Le rapport indique également qu’il devrait y avoir une entité sportive centralisée supervisant le sport sous la forme d’une société d’État, structurée comme une société privée, mais sous le contrôle du gouvernement.
«Nous avons besoin d’un nouveau modèle de leadership», a déclaré Mme Maisonneuve.
«Le sport au Canada se trouve à la croisée des chemins. Les Canadiens s’attendent à une transformation significative et concrète», a-t-elle ajouté.
Le secrétaire d’État au Sport, Adam van Koeverden, a déclaré dans un communiqué que le rapport montre clairement qu’une action urgente à l’échelle du système est nécessaire.
«Nous acceptons les conclusions et allons maintenant examiner attentivement les recommandations et les mesures à prendre pour renforcer la sécurité dans le sport et améliorer le système sportif à tous les niveaux au Canada», a-t-il dit.
«Les abus et les mauvais traitements n’ont pas leur place dans le sport. Les participants devraient avoir accès à des environnements sportifs sécuritaires, accueillants, inclusifs et responsables qui préservent la confiance du public.
«Nous reconnaissons que le rétablissement de la confiance dans le système sportif nécessite une action significative et coordonnée à tous les niveaux», a-t-il abondé.
Il y a eu huit changements à la tête du sport au niveau fédéral au cours des 15 années de gouvernement libéral.
Van Koeverden, qui a été nommé l’année dernière, a déclaré que le rapport «façonnera le prochain chapitre du sport au Canada».
«Il montre également que nous devons résoudre des problèmes plus vastes, à l’échelle du système, notamment la manière dont le sport est géré à travers le pays et les lacunes en matière de protection de la sécurité, a-t-il poursuivi. Ce sont les voix des survivants qui ont brisé la culture du silence. Leur temps, leurs réflexions et leurs expériences vécues ont ouvert la voie vers un Canada meilleur.»
«Notre nouveau gouvernement va maintenant se concentrer sur l’élaboration de notre réponse et de notre plan de mise en œuvre, en collaboration étroite avec les provinces et les territoires, les partenaires autochtones, les athlètes, les communautés sous-représentées, les organisations sportives et les acteurs du secteur privé à l’échelle nationale. Ce travail s’appuiera sur une coordination, une transparence et une responsabilisation accrues à tous les niveaux du système sportif», a-t-il résumé.
Le financement est un thème récurrent du rapport. Les comités olympiques et paralympiques canadiens ont demandé, au nom des organismes sportifs nationaux, une augmentation du financement de base lors de deux budgets fédéraux successifs. Ce financement, selon eux, stagne depuis 2005.
La plus récente demande portait sur une augmentation de 144 millions $ du financement de base, une somme annuelle essentielle aux organismes sportifs nationaux pour financer leurs activités, leurs athlètes, leurs entraîneurs et leur personnel de soutien.
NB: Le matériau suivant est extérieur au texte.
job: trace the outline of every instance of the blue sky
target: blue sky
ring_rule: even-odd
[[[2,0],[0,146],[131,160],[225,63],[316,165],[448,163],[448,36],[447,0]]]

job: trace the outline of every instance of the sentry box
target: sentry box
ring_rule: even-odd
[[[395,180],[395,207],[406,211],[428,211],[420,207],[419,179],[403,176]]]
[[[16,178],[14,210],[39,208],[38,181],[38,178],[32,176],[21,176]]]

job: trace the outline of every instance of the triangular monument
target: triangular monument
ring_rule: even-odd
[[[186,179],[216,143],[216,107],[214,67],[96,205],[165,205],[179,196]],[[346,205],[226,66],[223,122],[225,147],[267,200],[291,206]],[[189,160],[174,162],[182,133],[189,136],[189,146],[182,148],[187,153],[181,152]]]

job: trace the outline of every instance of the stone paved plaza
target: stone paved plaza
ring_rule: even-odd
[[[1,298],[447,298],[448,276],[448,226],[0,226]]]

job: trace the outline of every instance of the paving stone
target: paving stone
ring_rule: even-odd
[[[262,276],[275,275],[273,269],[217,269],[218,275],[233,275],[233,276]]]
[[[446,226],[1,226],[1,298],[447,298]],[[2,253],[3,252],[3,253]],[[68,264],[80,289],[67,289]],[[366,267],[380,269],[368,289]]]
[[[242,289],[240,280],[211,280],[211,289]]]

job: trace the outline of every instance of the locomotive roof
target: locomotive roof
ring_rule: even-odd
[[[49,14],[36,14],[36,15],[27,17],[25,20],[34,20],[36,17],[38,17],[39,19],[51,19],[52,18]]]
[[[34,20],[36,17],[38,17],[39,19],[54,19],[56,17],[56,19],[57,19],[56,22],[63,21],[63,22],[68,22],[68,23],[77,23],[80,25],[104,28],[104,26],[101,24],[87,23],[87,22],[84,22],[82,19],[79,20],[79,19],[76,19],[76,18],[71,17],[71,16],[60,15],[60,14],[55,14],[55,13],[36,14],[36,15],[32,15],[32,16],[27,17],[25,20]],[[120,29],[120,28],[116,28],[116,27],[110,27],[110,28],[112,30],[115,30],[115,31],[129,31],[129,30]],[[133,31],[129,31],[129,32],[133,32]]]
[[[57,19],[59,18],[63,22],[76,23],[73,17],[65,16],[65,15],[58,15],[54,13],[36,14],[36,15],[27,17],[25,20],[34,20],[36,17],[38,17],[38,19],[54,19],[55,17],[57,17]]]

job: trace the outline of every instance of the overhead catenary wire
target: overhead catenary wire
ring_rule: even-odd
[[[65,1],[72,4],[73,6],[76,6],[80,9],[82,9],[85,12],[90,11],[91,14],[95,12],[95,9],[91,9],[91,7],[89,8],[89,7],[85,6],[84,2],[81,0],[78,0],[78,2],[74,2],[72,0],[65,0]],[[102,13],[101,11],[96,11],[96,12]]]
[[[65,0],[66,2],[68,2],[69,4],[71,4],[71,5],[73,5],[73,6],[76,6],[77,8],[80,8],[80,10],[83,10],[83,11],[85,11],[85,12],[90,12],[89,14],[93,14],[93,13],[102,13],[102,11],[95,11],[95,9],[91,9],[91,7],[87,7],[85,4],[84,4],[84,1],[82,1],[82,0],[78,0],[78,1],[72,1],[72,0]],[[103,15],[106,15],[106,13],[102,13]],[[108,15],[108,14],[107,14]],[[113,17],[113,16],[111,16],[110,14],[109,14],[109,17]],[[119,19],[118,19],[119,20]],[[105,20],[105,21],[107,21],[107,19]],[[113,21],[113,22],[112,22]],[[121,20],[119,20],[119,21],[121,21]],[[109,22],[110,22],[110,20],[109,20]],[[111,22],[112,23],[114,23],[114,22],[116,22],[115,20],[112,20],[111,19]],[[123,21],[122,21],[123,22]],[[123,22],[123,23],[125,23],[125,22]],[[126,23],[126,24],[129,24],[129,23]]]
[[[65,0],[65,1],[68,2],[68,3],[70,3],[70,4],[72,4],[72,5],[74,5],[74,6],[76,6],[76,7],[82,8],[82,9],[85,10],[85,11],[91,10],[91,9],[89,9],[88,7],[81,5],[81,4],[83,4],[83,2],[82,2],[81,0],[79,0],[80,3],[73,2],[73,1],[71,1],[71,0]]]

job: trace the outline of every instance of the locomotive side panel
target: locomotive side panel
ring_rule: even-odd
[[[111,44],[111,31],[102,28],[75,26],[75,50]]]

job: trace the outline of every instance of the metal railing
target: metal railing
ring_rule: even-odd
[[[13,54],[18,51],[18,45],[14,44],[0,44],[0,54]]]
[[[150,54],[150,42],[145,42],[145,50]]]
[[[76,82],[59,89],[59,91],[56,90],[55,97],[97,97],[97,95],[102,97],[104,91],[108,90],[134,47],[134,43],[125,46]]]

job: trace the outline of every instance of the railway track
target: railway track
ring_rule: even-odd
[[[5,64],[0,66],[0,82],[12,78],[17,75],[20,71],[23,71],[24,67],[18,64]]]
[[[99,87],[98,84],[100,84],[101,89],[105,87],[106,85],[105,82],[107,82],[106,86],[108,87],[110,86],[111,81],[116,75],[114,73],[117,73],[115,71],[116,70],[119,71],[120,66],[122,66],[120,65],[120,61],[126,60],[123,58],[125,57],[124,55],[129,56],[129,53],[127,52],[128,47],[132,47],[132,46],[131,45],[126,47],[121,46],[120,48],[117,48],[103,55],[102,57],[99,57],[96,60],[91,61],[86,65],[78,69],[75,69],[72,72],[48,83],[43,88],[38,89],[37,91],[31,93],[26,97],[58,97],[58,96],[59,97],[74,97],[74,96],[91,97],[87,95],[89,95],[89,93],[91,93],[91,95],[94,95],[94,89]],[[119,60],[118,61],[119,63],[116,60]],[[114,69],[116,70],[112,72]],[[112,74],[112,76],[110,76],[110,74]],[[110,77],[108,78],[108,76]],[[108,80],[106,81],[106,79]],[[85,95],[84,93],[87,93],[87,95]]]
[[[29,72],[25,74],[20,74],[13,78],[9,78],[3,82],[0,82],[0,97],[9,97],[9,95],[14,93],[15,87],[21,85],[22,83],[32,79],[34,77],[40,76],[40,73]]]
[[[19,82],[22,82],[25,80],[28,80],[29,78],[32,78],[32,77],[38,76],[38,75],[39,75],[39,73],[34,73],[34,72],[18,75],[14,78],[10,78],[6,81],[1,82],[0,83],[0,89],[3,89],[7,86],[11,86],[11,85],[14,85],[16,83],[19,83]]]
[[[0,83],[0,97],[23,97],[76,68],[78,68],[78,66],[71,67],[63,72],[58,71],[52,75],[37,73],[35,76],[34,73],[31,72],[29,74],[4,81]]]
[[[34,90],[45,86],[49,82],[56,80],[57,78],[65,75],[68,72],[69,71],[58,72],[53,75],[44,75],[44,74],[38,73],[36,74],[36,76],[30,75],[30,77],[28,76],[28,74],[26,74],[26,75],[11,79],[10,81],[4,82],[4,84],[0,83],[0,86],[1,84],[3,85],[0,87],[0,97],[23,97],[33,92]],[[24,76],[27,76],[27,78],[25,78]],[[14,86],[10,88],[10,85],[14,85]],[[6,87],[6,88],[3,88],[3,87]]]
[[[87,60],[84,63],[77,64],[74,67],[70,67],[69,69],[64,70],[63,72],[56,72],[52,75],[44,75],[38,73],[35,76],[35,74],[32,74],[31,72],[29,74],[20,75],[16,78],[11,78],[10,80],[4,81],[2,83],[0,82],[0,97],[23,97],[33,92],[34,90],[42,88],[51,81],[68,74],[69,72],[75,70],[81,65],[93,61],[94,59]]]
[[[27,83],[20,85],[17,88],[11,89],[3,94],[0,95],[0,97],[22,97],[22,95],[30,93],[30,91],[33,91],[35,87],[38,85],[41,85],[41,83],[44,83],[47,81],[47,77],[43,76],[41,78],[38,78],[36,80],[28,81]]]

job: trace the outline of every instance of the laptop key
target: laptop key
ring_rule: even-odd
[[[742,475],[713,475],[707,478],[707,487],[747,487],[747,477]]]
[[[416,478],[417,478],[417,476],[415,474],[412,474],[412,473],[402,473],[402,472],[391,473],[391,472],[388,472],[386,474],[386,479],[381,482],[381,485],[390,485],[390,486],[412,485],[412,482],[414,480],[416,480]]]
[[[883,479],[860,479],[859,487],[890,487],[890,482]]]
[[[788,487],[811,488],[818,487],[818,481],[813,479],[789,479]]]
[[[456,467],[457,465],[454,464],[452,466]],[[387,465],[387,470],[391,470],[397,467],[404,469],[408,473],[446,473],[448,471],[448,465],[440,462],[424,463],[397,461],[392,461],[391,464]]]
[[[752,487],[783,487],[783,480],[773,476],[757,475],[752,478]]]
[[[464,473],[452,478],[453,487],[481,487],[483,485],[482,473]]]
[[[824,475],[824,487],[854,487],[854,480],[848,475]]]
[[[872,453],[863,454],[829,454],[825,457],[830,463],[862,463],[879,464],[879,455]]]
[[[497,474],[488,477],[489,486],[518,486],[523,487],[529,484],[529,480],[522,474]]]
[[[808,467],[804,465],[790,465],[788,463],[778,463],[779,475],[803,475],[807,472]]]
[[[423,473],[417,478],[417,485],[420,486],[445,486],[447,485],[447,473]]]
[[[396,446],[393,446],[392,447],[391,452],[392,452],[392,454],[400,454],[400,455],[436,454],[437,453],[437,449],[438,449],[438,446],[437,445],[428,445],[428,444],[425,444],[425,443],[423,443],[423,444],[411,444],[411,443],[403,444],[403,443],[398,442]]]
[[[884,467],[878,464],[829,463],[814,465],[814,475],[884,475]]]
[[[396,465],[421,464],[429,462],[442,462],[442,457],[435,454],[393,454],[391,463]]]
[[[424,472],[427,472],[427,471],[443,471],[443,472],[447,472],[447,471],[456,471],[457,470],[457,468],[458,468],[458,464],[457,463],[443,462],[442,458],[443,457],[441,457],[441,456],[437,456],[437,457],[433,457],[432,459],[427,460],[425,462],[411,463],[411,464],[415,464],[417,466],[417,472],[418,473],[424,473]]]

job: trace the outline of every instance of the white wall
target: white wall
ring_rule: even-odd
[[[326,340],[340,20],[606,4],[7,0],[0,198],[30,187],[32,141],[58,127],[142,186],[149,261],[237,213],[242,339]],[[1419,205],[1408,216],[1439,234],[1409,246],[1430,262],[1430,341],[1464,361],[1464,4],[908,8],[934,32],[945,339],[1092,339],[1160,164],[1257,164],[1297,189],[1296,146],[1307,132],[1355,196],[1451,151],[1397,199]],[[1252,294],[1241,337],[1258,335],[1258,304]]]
La commission recommande notamment que chaque organisme sportif bénéficiant d'un financement fédéral dispose d'un responsable de la sécurité dans le sport.
Le gouvernement fédéral consacre plus de 250 millions $ par année au sport. Un rapport publié en 2023-2024 indiquait que 266,8 millions de dollars étaient investis dans le sport de haut niveau, l'organisation d'événements internationaux, l'accroissement de la participation sportive et l'amélioration des pratiques en matière de sécurité dans le sport.